The biliary strictures typically affect central bile ducts in the area of the porta hepatis, generally in and around the bifurcation of the common hepatic duct. Similar inflammation and fibrosis account for the acalculous cholecystitis that can occur with FUDR therapy, but which can be avoided by cholecystectomy at the time of hepatic resection of metastases or placement of the intraarterial infusion pump. The biliary strictures generally improve with stopping therapy, but can progress or require endoscopic or surgical intervention. Deaths from progressive biliary strictures and cholestatic liver injury have been described and can be a major cause of death among survivors of this metastatic tumor. The frequency of biliary strictures after FUDR therapy may be decreased by concurrent administration of dexamethasone and avoided by monitoring with hepatic and biliary imaging.
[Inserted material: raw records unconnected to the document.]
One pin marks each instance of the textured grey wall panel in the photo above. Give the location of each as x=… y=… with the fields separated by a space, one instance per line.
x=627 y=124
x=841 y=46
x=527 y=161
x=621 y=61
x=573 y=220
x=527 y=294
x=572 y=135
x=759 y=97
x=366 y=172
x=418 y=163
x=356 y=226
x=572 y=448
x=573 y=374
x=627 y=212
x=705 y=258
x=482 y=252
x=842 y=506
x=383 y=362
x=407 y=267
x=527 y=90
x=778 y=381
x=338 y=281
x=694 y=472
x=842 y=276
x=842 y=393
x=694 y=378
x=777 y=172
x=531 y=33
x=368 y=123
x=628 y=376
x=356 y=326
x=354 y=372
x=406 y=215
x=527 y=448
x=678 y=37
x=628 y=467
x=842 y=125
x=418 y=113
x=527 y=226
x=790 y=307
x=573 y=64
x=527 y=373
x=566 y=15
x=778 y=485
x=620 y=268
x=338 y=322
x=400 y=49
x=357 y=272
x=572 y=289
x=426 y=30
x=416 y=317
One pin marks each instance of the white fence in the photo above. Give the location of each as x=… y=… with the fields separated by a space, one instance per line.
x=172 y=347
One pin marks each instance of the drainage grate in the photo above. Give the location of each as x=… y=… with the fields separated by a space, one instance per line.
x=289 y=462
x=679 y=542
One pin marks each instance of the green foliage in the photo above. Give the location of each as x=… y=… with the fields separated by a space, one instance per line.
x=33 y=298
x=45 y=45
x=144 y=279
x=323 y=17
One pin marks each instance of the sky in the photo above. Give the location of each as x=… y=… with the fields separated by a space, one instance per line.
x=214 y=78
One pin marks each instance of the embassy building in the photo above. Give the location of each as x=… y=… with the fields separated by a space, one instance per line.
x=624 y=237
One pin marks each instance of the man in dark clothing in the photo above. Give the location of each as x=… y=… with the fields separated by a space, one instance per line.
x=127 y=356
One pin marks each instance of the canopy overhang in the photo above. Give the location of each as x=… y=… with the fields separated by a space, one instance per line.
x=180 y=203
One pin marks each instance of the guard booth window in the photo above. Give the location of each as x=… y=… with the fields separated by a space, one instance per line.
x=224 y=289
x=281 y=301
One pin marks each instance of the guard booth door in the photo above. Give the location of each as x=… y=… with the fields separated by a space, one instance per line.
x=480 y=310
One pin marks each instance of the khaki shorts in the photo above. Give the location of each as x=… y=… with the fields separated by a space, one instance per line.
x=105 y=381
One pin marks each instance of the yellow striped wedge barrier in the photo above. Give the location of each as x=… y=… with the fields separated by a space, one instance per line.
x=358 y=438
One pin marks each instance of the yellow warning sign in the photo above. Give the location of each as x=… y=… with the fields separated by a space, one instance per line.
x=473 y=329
However, the many complications of hepatic arterial infusion chemotherapy have decreased enthusiasm for this therapy, particularly with newer, more potent systemic antineoplastic agents.

 

 


Mechanism of Injury


FUDR can cause both hepatocellular (chemical hepatitis) and cholestatic (biliary strictures, cholangitis) injury. Both appear to be the direct, intrinsic toxicity of FUDR. In a dog animal model, the biliary injury can be reproduced with hepatic artery infusions and the hepatocellular injury (without bile duct damage) by portal vein infusions of FUDR.

 


Outcome and Management


The severity of the liver injury linked to floxuridine therapy ranges from minimal and transient serum enzyme elevations to severe cholestatic liver injury due to severe biliary strictures. Hepatic injury arising during FUDR therapy is a frequent reason for dose modification or delay in cycles of therapy. Appearance of jaundice due to hepatic arterial infusions of FUDR should lead to its discontinuation, as further therapy usually worsens the course. If the infusions are discontinued early, partial recovery with resolution of jaundice and symptoms is not uncommon. There is little evidence for cross sensitivity to hepatic injury among the various pyrimidine analogue antineoplastic agents. However, hepatic toxicity between floxuridine and fluorouracil can be additive.